Senate debates
Monday, 1 July 2024
Matters of Public Importance
Economy
3:52 pm
Hollie Hughes (NSW, Liberal Party, Shadow Assistant Minister for Mental Health and Suicide Prevention) | Hansard source
This country is in the midst of a cost-of-living crisis. This cost-of-living crisis is consistently being made worse by the government's actions and their complete failure when it comes to getting inflation under control, in fact every decision they make makes this homegrown inflation problem worse. They are out there spruiking today, as much as they can, the tax cuts they are giving to all Australians. They are tax cuts that have already gone. The cost of everything has gone up so much that these tax cuts are not even going to hit the sides. It really is more smoke and mirrors from those opposite.
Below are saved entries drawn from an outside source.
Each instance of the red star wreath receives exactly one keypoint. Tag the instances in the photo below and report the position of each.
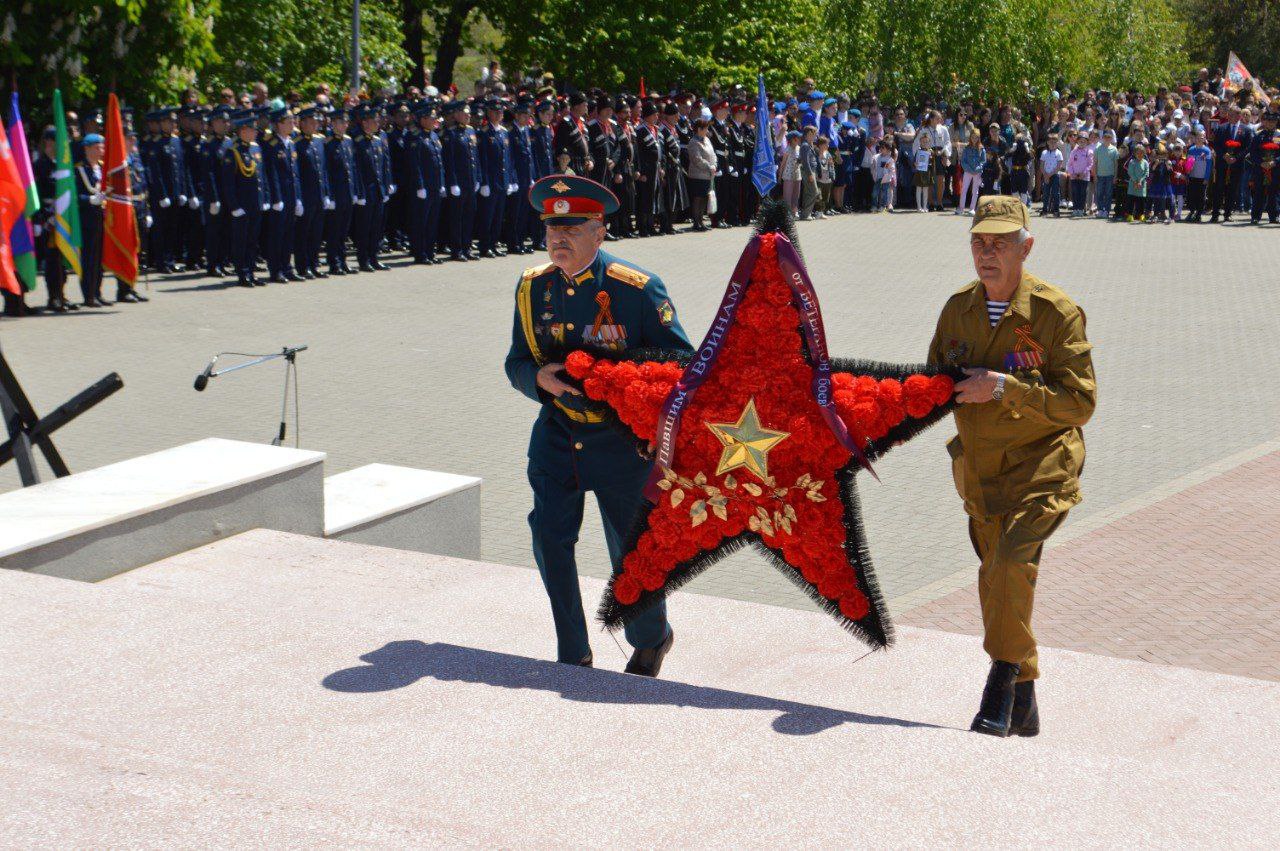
(759, 437)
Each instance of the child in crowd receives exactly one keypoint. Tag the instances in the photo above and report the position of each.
(789, 172)
(1200, 173)
(973, 161)
(826, 177)
(885, 174)
(1139, 173)
(1051, 169)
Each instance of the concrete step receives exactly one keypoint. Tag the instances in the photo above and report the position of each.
(274, 689)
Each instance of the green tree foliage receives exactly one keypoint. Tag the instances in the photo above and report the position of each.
(146, 50)
(297, 44)
(1248, 27)
(672, 42)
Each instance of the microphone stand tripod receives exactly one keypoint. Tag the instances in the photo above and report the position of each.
(289, 355)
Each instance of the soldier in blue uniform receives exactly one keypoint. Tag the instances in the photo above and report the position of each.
(314, 182)
(584, 296)
(218, 222)
(246, 195)
(461, 177)
(346, 191)
(375, 175)
(497, 179)
(428, 192)
(516, 215)
(286, 188)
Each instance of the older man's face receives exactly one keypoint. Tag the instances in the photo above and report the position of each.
(572, 247)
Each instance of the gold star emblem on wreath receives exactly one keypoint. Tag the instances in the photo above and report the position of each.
(746, 442)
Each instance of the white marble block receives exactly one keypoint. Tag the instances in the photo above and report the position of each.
(405, 508)
(101, 522)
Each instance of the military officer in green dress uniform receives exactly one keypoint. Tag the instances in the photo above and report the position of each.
(584, 297)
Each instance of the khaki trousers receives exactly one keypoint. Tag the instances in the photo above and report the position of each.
(1010, 548)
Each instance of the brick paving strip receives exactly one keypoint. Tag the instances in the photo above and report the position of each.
(1189, 580)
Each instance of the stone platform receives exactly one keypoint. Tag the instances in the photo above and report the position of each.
(275, 690)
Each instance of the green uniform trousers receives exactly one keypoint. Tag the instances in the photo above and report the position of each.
(1010, 548)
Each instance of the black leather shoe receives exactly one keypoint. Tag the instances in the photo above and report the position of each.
(1025, 718)
(997, 700)
(647, 662)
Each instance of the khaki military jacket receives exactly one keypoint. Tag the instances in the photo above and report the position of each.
(1027, 445)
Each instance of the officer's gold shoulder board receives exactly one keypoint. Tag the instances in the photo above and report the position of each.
(627, 275)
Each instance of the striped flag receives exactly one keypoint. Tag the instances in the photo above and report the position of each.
(65, 220)
(22, 237)
(13, 201)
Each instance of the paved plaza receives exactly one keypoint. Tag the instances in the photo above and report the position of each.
(405, 367)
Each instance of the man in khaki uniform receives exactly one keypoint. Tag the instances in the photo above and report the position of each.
(1019, 451)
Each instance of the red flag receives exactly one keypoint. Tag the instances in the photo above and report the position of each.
(119, 225)
(13, 201)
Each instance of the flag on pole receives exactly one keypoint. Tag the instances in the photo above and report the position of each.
(22, 237)
(65, 220)
(13, 201)
(119, 225)
(763, 168)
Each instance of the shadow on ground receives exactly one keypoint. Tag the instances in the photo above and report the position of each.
(402, 663)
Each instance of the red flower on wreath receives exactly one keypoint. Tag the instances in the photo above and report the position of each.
(755, 460)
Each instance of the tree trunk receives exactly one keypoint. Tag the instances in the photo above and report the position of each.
(451, 42)
(411, 24)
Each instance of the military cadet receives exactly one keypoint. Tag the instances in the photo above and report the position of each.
(571, 136)
(584, 297)
(314, 183)
(516, 216)
(462, 178)
(246, 195)
(286, 187)
(375, 177)
(1265, 170)
(542, 137)
(218, 223)
(191, 218)
(726, 187)
(650, 154)
(497, 179)
(88, 192)
(346, 191)
(1019, 452)
(428, 188)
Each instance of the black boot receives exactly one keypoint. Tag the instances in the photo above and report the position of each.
(1025, 718)
(647, 662)
(997, 700)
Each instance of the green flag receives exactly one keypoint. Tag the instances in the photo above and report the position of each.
(65, 205)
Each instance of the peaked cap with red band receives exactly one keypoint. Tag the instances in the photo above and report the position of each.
(568, 200)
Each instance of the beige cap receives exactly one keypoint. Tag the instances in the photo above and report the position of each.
(1000, 214)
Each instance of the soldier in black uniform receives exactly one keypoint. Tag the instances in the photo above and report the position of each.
(346, 191)
(571, 137)
(650, 150)
(314, 182)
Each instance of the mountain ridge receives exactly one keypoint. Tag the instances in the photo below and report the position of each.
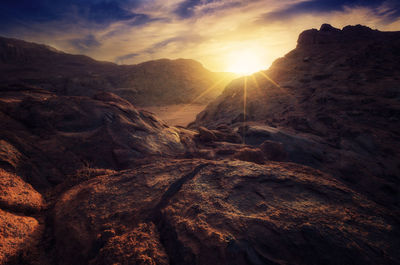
(174, 81)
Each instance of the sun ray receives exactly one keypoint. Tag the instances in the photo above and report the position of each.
(187, 105)
(244, 108)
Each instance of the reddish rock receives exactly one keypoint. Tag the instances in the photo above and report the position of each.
(205, 135)
(17, 195)
(273, 151)
(250, 154)
(333, 103)
(19, 236)
(197, 212)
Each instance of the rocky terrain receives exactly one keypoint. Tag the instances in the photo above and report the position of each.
(306, 173)
(334, 104)
(159, 82)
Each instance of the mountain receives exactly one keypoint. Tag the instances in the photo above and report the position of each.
(159, 82)
(334, 104)
(308, 174)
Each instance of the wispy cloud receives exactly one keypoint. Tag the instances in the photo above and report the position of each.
(131, 31)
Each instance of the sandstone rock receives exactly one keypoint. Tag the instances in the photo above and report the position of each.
(250, 154)
(273, 151)
(17, 195)
(58, 135)
(158, 82)
(197, 212)
(335, 81)
(19, 236)
(206, 135)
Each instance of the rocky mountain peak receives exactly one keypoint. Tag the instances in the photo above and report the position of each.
(327, 34)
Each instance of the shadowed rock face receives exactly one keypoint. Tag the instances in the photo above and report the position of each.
(47, 137)
(224, 212)
(333, 102)
(159, 82)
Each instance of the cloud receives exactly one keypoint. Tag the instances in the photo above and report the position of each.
(391, 12)
(210, 31)
(193, 8)
(121, 59)
(85, 43)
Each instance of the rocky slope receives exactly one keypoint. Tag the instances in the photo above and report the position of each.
(46, 137)
(224, 212)
(334, 104)
(159, 82)
(90, 179)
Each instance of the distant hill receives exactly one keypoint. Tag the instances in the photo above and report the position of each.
(339, 92)
(158, 82)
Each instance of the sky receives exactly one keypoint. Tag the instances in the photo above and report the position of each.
(218, 33)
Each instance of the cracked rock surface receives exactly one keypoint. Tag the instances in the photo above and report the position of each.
(225, 212)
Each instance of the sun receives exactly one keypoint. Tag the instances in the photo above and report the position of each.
(245, 62)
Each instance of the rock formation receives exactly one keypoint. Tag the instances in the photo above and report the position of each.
(159, 82)
(333, 102)
(306, 174)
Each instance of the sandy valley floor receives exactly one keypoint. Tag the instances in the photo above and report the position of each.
(179, 114)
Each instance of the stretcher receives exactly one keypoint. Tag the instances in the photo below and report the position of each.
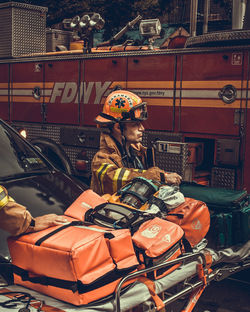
(188, 281)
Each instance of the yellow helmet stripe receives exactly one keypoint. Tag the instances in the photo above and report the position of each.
(101, 172)
(4, 198)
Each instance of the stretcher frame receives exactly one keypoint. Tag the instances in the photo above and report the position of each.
(194, 275)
But you don't have to take my word for it. We can take the word of the Sydney Morning Herald's Shane Wright. That bastion of conservative values—not—the Sydney Morning Herald, the cheer squad for the Albanese government, have said:
Research compiled for this masthead by the Australian National University's Centre for Social Research and Methods shows average tax rates for 80 per cent of taxpayers will be back to their current levels or even higher by 2027.
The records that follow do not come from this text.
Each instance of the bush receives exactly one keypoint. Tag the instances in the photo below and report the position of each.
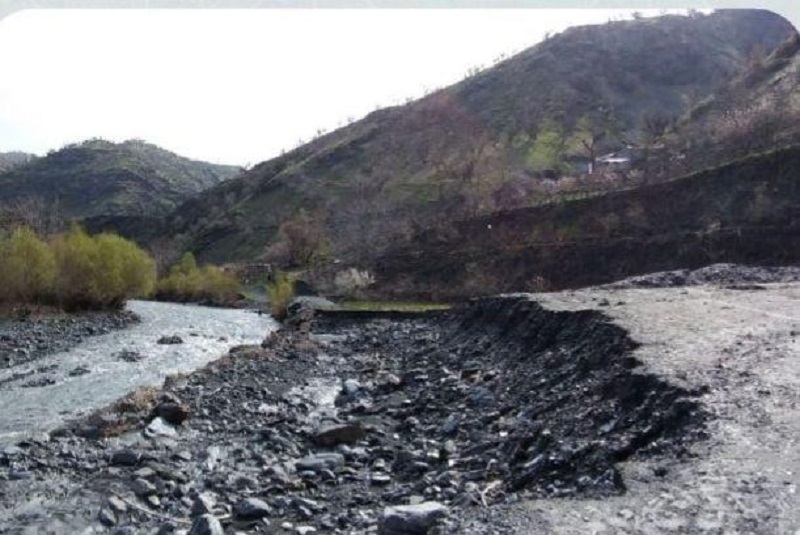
(280, 292)
(351, 281)
(27, 268)
(188, 283)
(100, 272)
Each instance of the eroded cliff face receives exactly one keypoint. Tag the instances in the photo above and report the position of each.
(744, 212)
(484, 405)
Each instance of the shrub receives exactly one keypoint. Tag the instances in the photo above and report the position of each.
(100, 272)
(186, 282)
(350, 281)
(280, 292)
(27, 268)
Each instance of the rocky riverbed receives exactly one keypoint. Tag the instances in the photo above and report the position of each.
(30, 338)
(395, 425)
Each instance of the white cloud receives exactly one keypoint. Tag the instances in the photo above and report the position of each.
(237, 86)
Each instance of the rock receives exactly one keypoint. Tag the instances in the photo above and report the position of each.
(170, 340)
(125, 457)
(142, 487)
(172, 412)
(159, 428)
(409, 519)
(117, 504)
(80, 370)
(351, 387)
(206, 525)
(320, 462)
(251, 509)
(380, 479)
(333, 435)
(203, 504)
(107, 517)
(127, 355)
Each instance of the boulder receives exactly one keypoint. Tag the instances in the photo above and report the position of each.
(206, 525)
(251, 509)
(333, 435)
(172, 412)
(170, 340)
(411, 519)
(320, 462)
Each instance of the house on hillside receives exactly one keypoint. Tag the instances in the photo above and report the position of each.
(625, 159)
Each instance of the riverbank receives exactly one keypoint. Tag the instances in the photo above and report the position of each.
(38, 335)
(454, 412)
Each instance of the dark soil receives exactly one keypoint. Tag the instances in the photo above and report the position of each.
(489, 404)
(734, 276)
(29, 339)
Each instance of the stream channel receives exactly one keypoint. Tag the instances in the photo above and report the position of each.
(41, 395)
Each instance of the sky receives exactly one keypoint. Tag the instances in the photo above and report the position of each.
(239, 86)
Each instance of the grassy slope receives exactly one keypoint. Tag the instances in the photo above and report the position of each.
(101, 178)
(746, 211)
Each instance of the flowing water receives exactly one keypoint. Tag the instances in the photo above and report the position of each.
(207, 334)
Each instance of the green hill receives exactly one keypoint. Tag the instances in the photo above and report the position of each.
(101, 178)
(482, 145)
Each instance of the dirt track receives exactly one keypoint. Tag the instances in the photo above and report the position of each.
(744, 347)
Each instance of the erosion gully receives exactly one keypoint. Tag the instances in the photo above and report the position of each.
(394, 424)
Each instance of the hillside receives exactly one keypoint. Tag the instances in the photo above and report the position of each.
(12, 160)
(481, 145)
(101, 178)
(745, 212)
(758, 110)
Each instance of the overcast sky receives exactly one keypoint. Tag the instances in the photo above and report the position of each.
(238, 86)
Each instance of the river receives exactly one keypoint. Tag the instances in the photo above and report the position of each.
(207, 334)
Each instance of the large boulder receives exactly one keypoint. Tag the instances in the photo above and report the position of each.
(411, 519)
(332, 435)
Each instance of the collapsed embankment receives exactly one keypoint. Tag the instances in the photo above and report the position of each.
(499, 400)
(743, 212)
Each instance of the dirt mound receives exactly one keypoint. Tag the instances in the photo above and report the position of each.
(498, 400)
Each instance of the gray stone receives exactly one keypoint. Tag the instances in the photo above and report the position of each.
(206, 525)
(171, 411)
(410, 519)
(159, 428)
(142, 487)
(332, 435)
(351, 387)
(117, 504)
(125, 457)
(203, 504)
(251, 509)
(107, 517)
(320, 461)
(170, 340)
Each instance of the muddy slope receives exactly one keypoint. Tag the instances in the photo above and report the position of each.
(744, 212)
(484, 406)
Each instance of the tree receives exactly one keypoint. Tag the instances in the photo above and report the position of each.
(101, 271)
(592, 131)
(27, 267)
(305, 239)
(548, 149)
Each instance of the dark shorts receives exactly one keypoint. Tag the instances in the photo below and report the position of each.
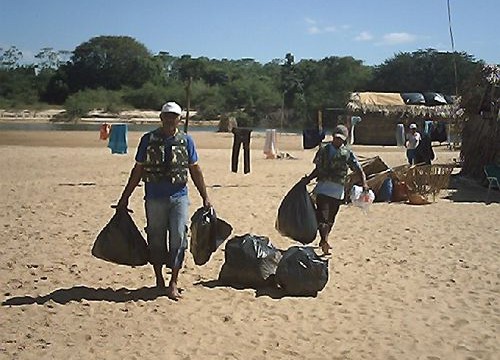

But what does that mean in dollar terms, and what's it going to mean by next year? A middle-income earning household will be paying more income tax in 2025 than in the 2023-24 financial year, despite the tax cuts that start from 1 July. How is that possible? If you listen to those opposite, you've all never had it so good! They're doing a fantastic job in the economy! But those of us with mortgages, those of us who have to put food on the table for kids, those of us who have school fees and schoolbooks and driving around to sports of a weekend know how tough it is and how tough it is for the average family to make ends meet. How do we know that? Because we know that the price of food has gone up by almost 12 per cent.
Now, having a household with three teenagers in it, I can assure you that the food bill was never small. But the fact that it is exponentially going up at a rate of knots means families cannot keep up. We know that food banks are seeing more and more working families coming to them for help. The cost of housing is up by 14 per cent. Rents are up by about the same. And remember the $275 that was coming off your power bill, the number that shall not speak its name? Well, we know that electricity prices, and everyone who gets that energy bill knows, have gone up by more than 21 per cent. Remember renewables? They're cheap! They're free! It's all going to be fantastic! What the government can't tell you and what they won't acknowledge is the $1.5 trillion cost of transmission and distribution when you start looking at this renewable wraith that they've got happening.
When you get your energy bill and you open it up, it's not just the cost of the generation. Fifty per cent of the bill is the distribution and the transmission. But the report that the government rely so heavily on, GenCost, to tell you how great their race to renewables is—has the transmission lines as a sunk cost. That means—for those who didn't study economics, which is clearly those in the government—that we don't need to factor in transmission lines; we don't have to factor in distribution costs, because we're going to assume that by 2030 they're already built. So, in no way is this report that they rely on honest, telling the truth to the Australian people. If you've got an average mortgage of $750,000, guess how much money you've had to find since this government came in. Guess how much more you've had to pay in order to pay off that mortgage. It is $35,000—after tax—not quite the amount of money you've got down the back of the couch. But that's what this government has done to the Australian economy.